Part of this is because I write a lot, it’s a comfort zone for me, and old habits die hard. But another part is that I am not sure that adding this dollop of dignity to the written version of the term will meaningfully affect how people think about black people.
The term “black” came with an insistent, vernacular pride. The term “African-American” overtly stressed heritage, continuity. The term “Black” is also about pride, one senses, but because it exists only in writing, it cannot get across with the pepper that “black” did. “Say it out loud, I’m Black and I’m proud” sounds the same as the old version.
In the end, calling for “Black” will, to a large extent, make non-black people toe a line, capitalizing that b with a look two parts concern, one part genuflection and a dollop of fear. Okay. But really, it’s less about what you say you are (“I merit a capital B!”) than what you show you can do. Tyler Perry is doing. Representative to the United Nations Linda Thomas-Greenfield is doing. Alison Stewart of Nation Public Radio’s All Of It is doing.
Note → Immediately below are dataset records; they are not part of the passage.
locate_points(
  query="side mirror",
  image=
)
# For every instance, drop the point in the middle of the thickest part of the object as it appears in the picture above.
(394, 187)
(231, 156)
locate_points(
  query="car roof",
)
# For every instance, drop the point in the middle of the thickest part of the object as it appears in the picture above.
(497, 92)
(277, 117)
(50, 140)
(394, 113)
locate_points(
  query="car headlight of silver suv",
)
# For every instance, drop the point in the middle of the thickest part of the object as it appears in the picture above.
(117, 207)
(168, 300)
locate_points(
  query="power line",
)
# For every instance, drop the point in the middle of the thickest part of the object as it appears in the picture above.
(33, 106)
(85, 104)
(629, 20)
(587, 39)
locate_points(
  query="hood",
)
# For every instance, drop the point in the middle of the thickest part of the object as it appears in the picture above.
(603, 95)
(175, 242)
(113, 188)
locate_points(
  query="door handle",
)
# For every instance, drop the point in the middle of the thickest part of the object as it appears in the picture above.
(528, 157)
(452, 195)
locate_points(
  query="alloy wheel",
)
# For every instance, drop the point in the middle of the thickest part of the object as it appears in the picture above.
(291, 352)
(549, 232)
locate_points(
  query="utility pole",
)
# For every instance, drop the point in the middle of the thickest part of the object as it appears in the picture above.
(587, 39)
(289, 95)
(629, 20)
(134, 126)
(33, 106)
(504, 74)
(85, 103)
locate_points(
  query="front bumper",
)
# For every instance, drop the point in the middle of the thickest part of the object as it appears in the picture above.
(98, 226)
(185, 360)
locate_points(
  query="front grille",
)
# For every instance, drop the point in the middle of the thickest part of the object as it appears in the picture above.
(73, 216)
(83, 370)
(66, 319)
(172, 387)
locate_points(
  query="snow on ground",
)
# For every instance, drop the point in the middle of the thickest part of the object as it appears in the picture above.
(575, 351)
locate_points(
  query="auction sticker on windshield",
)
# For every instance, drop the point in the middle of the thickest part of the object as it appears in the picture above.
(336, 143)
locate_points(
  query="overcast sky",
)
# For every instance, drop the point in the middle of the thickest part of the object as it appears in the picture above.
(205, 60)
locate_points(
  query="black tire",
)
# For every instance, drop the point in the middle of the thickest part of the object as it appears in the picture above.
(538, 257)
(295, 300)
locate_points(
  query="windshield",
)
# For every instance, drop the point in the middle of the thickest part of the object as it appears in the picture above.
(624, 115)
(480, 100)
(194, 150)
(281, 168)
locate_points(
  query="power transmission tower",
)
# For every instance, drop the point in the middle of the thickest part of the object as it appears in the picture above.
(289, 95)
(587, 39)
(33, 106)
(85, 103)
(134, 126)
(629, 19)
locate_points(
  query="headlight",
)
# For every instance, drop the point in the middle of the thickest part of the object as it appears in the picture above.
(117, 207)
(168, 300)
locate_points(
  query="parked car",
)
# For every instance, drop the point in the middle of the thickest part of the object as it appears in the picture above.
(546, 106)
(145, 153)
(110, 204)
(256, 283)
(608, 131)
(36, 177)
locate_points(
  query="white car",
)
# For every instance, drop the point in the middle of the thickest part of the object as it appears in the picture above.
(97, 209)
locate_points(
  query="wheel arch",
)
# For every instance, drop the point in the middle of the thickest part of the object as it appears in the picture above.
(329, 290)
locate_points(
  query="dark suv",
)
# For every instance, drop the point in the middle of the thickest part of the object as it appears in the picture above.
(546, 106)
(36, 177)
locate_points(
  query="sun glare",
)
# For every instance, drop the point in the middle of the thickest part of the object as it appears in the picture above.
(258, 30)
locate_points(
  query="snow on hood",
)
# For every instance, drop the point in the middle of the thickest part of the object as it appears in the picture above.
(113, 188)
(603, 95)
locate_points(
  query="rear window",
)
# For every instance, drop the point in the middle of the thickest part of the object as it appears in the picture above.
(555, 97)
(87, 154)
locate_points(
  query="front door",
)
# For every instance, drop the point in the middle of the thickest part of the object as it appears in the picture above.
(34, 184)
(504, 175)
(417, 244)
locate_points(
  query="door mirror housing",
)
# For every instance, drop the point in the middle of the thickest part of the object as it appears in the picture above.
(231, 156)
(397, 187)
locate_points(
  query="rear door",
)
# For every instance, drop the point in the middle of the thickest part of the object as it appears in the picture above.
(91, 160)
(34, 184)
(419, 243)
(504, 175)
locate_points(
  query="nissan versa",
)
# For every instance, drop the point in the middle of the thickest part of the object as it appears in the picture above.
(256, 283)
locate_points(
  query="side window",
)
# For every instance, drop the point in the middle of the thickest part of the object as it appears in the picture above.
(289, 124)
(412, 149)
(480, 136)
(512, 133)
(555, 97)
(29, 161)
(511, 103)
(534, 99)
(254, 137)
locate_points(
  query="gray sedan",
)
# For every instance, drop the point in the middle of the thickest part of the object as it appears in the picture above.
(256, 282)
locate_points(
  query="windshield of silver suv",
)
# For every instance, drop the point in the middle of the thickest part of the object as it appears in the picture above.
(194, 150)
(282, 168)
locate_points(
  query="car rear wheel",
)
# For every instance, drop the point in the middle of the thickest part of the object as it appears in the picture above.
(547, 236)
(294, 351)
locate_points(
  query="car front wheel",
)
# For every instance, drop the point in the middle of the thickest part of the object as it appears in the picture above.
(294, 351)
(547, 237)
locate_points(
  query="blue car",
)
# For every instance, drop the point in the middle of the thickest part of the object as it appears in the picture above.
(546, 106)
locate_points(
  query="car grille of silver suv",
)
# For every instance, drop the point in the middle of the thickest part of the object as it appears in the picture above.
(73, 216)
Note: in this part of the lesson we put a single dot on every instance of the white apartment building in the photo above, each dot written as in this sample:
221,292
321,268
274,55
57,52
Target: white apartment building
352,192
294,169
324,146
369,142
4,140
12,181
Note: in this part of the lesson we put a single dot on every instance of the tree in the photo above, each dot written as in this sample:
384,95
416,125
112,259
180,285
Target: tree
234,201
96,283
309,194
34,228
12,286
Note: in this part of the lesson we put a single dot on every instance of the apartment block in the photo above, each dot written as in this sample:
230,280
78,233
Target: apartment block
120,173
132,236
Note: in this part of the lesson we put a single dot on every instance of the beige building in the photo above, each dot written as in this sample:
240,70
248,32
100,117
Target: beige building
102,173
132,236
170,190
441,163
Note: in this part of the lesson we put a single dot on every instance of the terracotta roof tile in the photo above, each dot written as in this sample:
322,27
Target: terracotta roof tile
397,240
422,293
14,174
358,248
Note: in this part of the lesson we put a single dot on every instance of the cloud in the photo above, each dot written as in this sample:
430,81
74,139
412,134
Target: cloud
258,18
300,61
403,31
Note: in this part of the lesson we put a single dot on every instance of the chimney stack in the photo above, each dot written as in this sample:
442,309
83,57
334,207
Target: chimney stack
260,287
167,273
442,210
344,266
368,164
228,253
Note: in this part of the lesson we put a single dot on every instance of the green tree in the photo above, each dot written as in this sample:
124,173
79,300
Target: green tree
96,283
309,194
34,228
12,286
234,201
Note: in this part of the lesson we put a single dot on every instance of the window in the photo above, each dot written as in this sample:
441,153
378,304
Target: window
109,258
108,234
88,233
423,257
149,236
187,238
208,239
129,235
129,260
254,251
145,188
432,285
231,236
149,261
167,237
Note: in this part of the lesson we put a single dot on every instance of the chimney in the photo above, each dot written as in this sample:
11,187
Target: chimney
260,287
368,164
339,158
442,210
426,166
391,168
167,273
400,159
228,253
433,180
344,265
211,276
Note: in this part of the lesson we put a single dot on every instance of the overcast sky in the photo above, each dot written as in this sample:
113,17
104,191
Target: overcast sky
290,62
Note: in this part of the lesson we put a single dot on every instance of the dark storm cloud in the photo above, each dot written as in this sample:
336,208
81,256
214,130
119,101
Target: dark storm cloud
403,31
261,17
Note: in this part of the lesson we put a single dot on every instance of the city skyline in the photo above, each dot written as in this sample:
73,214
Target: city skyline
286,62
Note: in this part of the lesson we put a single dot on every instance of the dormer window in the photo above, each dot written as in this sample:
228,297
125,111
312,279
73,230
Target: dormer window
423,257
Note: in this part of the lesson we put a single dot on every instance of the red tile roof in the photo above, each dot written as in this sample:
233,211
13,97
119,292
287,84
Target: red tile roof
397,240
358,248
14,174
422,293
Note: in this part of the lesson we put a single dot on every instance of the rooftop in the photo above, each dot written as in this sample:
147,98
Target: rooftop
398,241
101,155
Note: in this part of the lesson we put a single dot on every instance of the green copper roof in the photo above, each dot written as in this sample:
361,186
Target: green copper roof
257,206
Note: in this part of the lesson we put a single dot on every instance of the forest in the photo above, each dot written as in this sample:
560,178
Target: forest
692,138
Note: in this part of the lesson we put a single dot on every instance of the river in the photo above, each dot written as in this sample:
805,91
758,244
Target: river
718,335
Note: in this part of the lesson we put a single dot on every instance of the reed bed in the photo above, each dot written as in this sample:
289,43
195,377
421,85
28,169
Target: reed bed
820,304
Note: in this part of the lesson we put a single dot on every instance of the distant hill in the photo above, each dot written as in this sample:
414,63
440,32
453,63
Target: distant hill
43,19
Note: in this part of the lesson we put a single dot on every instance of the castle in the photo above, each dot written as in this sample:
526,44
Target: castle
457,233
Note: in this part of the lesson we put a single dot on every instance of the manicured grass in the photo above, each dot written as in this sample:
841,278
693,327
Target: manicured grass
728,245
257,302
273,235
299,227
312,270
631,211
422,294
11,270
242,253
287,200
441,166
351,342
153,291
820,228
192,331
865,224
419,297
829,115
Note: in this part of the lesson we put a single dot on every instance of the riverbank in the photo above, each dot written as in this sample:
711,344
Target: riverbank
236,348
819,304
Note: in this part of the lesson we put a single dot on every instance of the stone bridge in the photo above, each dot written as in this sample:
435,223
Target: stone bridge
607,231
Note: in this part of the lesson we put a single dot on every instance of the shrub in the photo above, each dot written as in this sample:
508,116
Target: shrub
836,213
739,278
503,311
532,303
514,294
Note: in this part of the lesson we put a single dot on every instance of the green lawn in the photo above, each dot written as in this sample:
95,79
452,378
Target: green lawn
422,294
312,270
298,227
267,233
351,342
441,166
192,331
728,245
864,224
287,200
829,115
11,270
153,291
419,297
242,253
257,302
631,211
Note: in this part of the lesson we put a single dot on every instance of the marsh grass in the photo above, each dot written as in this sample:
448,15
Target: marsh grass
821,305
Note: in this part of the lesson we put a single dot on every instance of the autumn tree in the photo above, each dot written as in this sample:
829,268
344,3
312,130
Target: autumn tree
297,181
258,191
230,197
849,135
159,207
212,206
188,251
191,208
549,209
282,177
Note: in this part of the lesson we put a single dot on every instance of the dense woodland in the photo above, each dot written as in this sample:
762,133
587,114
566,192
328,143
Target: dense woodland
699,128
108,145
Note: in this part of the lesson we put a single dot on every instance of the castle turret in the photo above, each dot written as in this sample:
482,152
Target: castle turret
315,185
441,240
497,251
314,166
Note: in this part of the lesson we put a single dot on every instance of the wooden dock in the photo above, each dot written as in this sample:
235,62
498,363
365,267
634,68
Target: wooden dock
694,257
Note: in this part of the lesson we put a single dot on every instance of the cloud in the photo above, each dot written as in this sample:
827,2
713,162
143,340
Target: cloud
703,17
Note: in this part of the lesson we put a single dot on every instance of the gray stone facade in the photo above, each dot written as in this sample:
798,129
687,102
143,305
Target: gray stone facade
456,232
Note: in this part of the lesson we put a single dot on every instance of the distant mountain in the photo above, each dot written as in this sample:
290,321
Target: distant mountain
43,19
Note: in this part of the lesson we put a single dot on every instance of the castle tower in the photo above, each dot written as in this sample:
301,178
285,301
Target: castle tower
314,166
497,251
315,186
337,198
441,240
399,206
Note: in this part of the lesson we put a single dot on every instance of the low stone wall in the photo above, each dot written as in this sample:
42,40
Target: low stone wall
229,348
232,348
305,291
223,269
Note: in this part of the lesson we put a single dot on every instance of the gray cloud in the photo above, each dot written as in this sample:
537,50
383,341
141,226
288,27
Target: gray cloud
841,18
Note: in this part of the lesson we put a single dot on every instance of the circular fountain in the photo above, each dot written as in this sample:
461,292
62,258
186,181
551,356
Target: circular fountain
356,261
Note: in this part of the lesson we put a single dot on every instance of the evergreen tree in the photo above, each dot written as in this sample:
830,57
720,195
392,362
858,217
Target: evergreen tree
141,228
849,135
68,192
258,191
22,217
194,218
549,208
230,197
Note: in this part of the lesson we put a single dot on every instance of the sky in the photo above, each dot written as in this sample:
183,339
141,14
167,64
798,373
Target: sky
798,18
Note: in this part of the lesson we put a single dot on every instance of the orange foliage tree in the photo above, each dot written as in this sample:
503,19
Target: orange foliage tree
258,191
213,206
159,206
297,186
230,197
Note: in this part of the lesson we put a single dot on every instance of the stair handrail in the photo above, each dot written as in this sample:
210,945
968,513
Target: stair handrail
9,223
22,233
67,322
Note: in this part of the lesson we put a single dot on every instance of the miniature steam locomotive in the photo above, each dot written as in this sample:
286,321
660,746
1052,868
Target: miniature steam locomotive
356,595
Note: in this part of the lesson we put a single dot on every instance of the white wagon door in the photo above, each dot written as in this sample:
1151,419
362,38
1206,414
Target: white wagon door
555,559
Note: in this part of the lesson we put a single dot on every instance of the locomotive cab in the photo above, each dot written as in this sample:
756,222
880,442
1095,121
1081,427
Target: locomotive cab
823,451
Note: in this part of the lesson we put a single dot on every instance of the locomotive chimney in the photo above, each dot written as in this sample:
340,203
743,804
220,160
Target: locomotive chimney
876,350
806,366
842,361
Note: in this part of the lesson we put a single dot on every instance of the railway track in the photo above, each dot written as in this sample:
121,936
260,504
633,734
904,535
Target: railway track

They, to me, are capitalization.
However, “contrarian” though I supposedly am, I do not consider it my job to disapprove just for sport. “Contesting” everything is recreation, not engagement. As such, Black is a nice gesture and, if anything, harmless. Maybe I’ll start using it myself.
"But really, it’s less about what you say you are (“I merit a capital B!”) than what you show you can do.”
Take 1: In moviemaking "show, don't tell" is a maxim. I could interpret that as saying that performing admirably, or just well, is the more effective path to genuine respect and success, than changing the labels in minor symbolic ways. A reasonable belief.
Take 2: There are a number of changes being pushed by the Elect which do not appear to have much real traction on changing behaviors or outcomes, this among them. Consider the real estate industry working to remove "master" (as in master bedroom) from all of their literature and speech - how much will that really change anything on the ground? (There are many other examples). Are there many Black folks who really fail to succeed in society because they are too triggered by continued encounters with the word "master" used in any context, and who now will feel more included and thus successful?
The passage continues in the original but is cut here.